Businessman, saya akan sangat proud saya businessman yang percaya banget sama three bottom pillars, people planet profit. Nabi Muhammad juga pedagang kok, yang selalu diangkat-angkat, sebenarnya banyak sekali nabi-nabi kita yang jarang diangkat kenabiannya tapi profesinya. Jadi saya pikir saya bangga sekali sebagai pengusaha yang mau nunjukkin ke anak-anak muda lain ga musti nunggu dana dari luar negeri loh untuk dapat funding, ga mesti juga bikin komunitas terus minta donasi kemana-mana. Karena kalau kita ga amanah orang kasih uang ke kita mungkin ga benar kita manfaatkan. Saya pernah negur satu komunitas anak muda yang sedan bikin satu website, saya tanya programnya apa, nyari-nyari ga jelas tapi ada di websitenya ada tombol donasi. Terus saya bilang ke mereka, ‘Kalian ga takut ya masuk neraka, yang kalian janjikan belum ada loh.

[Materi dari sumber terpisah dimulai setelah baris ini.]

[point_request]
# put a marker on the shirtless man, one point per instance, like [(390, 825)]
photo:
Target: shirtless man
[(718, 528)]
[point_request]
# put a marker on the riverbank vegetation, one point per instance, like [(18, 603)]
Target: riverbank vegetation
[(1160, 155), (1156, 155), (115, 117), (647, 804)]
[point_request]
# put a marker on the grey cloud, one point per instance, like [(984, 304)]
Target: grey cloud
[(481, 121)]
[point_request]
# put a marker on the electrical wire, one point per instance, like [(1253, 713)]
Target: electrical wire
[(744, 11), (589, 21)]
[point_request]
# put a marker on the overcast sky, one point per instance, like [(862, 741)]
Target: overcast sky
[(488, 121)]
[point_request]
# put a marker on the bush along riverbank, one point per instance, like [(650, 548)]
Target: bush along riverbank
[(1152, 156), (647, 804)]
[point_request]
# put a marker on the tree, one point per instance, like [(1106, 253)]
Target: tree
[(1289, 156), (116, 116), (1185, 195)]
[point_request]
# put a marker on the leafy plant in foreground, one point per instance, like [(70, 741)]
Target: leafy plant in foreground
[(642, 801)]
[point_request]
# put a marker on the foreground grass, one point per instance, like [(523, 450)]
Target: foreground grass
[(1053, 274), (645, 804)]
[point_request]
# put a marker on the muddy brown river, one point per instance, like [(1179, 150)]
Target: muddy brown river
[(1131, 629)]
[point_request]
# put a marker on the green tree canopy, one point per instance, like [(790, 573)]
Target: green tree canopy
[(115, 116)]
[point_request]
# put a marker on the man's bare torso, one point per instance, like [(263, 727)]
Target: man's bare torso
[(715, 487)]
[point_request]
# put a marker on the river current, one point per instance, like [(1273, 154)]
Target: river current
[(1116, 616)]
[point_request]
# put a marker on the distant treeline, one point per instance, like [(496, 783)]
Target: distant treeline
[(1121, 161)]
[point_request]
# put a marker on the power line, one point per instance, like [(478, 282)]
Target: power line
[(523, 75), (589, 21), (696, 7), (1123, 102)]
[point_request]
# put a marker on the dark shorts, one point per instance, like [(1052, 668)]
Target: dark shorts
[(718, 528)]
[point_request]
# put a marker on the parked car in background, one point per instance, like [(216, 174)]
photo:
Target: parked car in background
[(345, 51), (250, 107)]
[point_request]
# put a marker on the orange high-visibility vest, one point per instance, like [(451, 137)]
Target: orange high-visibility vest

Terus kalian nerima donasi. Kalian jurusan apa? Kerja deh, dapat uang dari 9-5 sisihkan sebagian terus danai program-program kamu ini. Jangan takut untuk uangnya habis buat danain program kok kalau misalnya kalian niat baik pasti rezeki  datang saja tapi justru lucu kalau kamu bilang ga ada uang'. Ya kalau saya sih jangan bantu orang ya kalau ga bisa bantu diri sendiri, kita harus mapan dulu supaya kalau kita ingin melakukan hal baik niatnya baik ngga tergeser kepentingan-kepentingan pribadi. Simpel banget, logic banget. (rap/vlz)

Wawancara dilakukan oleh Jurnalis Deutsche Welle Rizki Akbar Putra

Rendy Aditya Wachid adalah pendiri Parongpong. Parongpong adalah sebuah perusahaan manajemen daur ulang sampah yang berlokasi di Bandung dan berdiri sejak tahun 2017. Parongpong mempunyai visi yaitu sebagai menciptakan Zero Waste High Performance Habitat pada tahun 2022 di Indonesia.